Clostridium difficile superbug threatens Australia

1 October 2010

Australia faces an onslaught of antibiotic-resistant 'superbug' strains of Clostridium difficile unless surveillance and monitoring systems are quickly stepped up, an expert warned in the September issue of Healthcare Infection (2010; 15: 59-61).

Until this year, Australia had been protected by a combination of luck, relative geographical isolation and conservative policies regarding use of the antibiotic fluoroquinolone, said Professor Thomas V. Riley, a microbiologist and immunologist at the University of Western Australia. 

However, an outbreak of a fluoroquinolone-resistant 'superbug' strain of C. difficile infection (CDI) had occurred in Australia in early 2010, he said. This strain has been responsible for outbreaks of bowel infection with high rates of illness and death in hospitals across North America and Europe. The superbug is both antibiotic-resistant and more toxic than other CDI strains.

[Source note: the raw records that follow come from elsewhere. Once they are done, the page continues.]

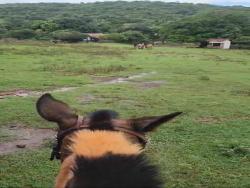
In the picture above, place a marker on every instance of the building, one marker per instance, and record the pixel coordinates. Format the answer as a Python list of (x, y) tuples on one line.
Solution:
[(219, 43)]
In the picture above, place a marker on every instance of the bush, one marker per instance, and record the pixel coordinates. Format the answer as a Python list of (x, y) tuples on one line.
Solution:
[(68, 36), (128, 37), (22, 34)]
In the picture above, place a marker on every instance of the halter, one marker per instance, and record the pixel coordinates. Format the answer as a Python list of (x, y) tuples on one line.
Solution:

At least 6 Victorian patients were diagnosed with the strain, which Professor Riley warned was "likely to spread unless surveillance and infection control measures are enhanced, and antibiotic stewardship reinforced".

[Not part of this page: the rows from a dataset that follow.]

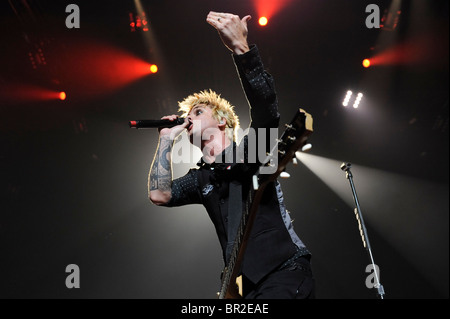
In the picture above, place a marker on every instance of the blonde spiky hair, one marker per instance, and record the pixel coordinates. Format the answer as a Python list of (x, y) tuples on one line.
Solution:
[(221, 109)]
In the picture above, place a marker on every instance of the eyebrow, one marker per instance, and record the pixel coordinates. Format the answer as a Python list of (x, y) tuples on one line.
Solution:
[(196, 107)]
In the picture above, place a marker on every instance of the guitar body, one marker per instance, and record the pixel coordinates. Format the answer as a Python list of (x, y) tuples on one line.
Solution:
[(293, 138)]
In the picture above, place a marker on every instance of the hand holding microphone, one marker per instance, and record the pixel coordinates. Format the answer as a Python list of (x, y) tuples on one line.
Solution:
[(170, 125)]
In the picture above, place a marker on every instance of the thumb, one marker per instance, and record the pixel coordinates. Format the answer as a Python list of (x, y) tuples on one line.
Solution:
[(246, 19)]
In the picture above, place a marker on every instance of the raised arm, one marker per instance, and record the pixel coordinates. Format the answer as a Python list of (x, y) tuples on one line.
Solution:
[(258, 84), (160, 174)]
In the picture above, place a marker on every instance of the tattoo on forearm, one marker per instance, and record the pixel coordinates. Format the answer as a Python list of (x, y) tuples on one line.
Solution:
[(160, 176)]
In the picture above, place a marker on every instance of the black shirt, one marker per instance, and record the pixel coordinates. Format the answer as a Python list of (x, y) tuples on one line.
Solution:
[(273, 239)]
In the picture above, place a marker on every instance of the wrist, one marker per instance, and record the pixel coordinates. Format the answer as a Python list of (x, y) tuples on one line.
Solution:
[(241, 48)]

Despite a 2008 recommendation for hospital surveillance programs to be set up, no states or territories had yet done so.

Nor had national data been collated or government funding provided for laboratories to identify C. difficile strains.

The situation was also unclear because of a lack of knowledge of whether community-acquired CDI was actually increasing overseas, or if the apparent rise was the result of better detection of cases.

 "Unfortunately many laboratories servicing GPs often do not examine faecal samples for C. difficile unless asked because of the continuing misconception that CDI is a hospital problem only", Professor Riley said.